In a way the main focus of the film is Lao San's questioning of who he is, and whether his future lies in being a vigilante. Both his mother and his girlfriend want him to put down his weapons and stop fighting, but the training he received in the military and by which he tries to live as a civilian tells him otherwise. What is he to do when he doesn't have the ability to think things through properly?
In order to resolve his dilemma, Lao San needs an external actor who comes in the form of triad leader Anthony Wong. The crossing of their paths leads to a climax where Lao San is forced to re-evaluate how he lives his life. Will he choose to be a vigilante hero or will he become a normal man for the sake of his true love?
On the whole I found this film interesting because the central character is really quite unique. Furthermore, the film isn't about his brain damage in the way Rain Man is about autism. The plot moves independently of whether Lao San suffers from brain damage or not, and we are not expected to treat him as a figure to be pitied. He is who he is, with whatever that entails. He struggles with his sense of loyalty to his military principles and his desire to become the more normal boyfriend his girlfriend yearns for.
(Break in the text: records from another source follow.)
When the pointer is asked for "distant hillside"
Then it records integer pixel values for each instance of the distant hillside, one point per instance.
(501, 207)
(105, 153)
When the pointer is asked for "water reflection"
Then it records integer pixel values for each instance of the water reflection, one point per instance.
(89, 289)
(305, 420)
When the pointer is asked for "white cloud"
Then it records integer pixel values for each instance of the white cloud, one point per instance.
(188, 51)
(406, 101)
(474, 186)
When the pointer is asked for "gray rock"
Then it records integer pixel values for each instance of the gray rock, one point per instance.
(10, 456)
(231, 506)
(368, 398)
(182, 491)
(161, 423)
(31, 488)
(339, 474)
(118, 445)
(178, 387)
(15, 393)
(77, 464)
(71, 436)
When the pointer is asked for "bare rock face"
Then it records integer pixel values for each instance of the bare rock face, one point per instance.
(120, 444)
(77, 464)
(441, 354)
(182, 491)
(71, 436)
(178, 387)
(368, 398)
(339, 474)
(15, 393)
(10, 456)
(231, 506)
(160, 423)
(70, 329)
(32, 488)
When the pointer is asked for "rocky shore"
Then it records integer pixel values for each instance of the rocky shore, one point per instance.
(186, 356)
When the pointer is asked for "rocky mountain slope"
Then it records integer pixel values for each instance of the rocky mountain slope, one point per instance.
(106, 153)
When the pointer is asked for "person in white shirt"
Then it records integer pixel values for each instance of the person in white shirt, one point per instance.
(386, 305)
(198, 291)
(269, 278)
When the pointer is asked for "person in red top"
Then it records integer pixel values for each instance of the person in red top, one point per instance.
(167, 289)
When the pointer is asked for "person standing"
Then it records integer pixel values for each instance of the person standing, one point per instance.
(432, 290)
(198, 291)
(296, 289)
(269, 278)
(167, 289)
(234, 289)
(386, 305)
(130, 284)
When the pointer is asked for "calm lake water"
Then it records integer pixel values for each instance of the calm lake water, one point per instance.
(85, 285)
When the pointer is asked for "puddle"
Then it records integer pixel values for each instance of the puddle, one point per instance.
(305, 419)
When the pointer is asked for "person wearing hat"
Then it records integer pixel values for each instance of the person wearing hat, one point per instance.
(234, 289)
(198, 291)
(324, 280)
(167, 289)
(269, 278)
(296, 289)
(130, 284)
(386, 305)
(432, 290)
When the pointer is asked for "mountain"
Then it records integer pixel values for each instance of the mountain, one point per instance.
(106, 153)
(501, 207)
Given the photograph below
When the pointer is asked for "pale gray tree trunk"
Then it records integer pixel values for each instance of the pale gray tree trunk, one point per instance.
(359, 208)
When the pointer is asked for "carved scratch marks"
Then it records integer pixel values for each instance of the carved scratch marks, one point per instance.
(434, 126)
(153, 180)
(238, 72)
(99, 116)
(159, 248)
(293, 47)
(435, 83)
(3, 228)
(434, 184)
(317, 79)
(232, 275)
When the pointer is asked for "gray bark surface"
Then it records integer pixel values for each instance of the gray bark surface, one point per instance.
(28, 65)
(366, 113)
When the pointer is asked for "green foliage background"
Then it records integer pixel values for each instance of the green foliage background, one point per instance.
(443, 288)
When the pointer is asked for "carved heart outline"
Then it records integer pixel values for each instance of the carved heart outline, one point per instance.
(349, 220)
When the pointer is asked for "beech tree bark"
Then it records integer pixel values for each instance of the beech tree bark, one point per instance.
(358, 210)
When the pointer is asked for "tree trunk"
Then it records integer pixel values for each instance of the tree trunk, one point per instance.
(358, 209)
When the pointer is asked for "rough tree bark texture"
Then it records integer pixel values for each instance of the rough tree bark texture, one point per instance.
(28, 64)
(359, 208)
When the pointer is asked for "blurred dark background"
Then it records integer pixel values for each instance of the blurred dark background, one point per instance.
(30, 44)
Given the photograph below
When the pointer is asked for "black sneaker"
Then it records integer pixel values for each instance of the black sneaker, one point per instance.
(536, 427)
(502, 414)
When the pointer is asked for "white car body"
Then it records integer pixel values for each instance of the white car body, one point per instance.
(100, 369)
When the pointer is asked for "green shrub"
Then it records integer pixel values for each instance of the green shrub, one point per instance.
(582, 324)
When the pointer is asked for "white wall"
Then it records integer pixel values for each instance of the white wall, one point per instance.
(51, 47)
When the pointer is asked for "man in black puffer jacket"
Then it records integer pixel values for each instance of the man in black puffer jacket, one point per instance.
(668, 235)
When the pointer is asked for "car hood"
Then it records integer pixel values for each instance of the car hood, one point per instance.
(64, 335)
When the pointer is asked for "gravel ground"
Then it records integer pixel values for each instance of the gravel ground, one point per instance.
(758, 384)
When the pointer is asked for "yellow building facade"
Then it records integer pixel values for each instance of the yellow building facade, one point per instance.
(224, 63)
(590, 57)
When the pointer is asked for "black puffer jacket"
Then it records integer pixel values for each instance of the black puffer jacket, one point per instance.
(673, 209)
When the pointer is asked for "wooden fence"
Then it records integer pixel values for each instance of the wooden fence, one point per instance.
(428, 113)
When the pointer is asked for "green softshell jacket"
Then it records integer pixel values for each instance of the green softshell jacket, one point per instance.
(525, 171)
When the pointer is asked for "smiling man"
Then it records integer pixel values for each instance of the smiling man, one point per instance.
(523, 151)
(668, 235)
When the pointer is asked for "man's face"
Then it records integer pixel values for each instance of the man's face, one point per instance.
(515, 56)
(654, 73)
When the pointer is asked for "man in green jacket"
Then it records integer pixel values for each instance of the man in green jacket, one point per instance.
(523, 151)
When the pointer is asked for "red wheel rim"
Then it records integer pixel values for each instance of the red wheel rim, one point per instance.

He beats up the petty criminals but stops hitting them on the condition that they'll take the kid in their gang to school. Both tender and tough, mentally handicapped, unsure with how to deal with the outside world, Lao San is one of the most interesting characters I've seen in a long time.
The rest of the movie is pretty average. Sometimes the story doesn't quite make sense, characters appear were you least expect them, they act in a way that goes against character, they say some corny lines, and all those other things Chinese action movies do so well.